There is a reason why choosing the 1k batch size f...
# contributing-to-airbyte
u
There is a reason why choosing the 1k batch size for JDBC databases? Could we increase this value to 10k or 50k whats the pro/cons? or, doing this value configurable? @Hudson change the default value to 50k and was able to transfer 18M rows using Mysql in 10 min. Using the default value 1k batch size the sync took 50 min. The Github issue to discuss about it: https://github.com/airbytehq/airbyte/issues/4314
u
There are memory implications of using larger batches.

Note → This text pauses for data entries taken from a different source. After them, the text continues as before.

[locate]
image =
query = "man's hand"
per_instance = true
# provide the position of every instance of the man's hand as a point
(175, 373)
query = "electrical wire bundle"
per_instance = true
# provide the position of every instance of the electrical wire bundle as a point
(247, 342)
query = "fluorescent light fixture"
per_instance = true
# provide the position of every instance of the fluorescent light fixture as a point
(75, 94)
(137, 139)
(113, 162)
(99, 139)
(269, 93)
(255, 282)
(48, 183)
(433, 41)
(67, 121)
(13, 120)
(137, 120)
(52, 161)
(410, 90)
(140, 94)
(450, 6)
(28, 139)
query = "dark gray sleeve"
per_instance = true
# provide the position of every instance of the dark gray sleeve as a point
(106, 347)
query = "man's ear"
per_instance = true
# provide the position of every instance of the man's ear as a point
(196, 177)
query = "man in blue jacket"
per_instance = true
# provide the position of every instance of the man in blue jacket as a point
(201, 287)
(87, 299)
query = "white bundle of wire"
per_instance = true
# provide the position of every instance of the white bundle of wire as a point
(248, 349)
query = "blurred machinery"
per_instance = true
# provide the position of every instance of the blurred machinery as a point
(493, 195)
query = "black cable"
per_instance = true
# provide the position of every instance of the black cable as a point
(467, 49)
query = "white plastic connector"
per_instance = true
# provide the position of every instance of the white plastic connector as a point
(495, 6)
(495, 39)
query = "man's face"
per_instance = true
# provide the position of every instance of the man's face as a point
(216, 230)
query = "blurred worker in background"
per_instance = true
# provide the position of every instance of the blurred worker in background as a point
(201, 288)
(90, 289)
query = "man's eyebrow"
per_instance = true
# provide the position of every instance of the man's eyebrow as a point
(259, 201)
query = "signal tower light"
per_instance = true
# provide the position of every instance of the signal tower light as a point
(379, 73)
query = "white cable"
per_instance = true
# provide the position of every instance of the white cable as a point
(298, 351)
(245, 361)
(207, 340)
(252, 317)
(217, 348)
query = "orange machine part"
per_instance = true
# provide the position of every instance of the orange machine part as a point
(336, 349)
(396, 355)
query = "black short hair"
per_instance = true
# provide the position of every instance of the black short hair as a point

It probably needs to be configurable.
u
Some people have really large rows (multiple mb at least)
u
We should definitely make it possible to use much larger batches when we can.
u
I think we also have an issue for making the batches based off of size instead of rows which might help this
u
I think we also have an issue for making the batches based off of size instead of rows which might help this
If I not wrong @Davin Chia (Airbyte) already made something related to this (batch 1k rows or 2Gb of memory...) is that correct?
u
this should be the related issue: https://github.com/airbytehq/airbyte/issues/3439
u
I didn't end up making any changes to how we read things since it's tricky
u
I think going up to 2k or maybe even 5k is probably fine since we are being conservative now, but anything beyond that we should do some testing
u
maybe a good short term solution is to make this user configurable?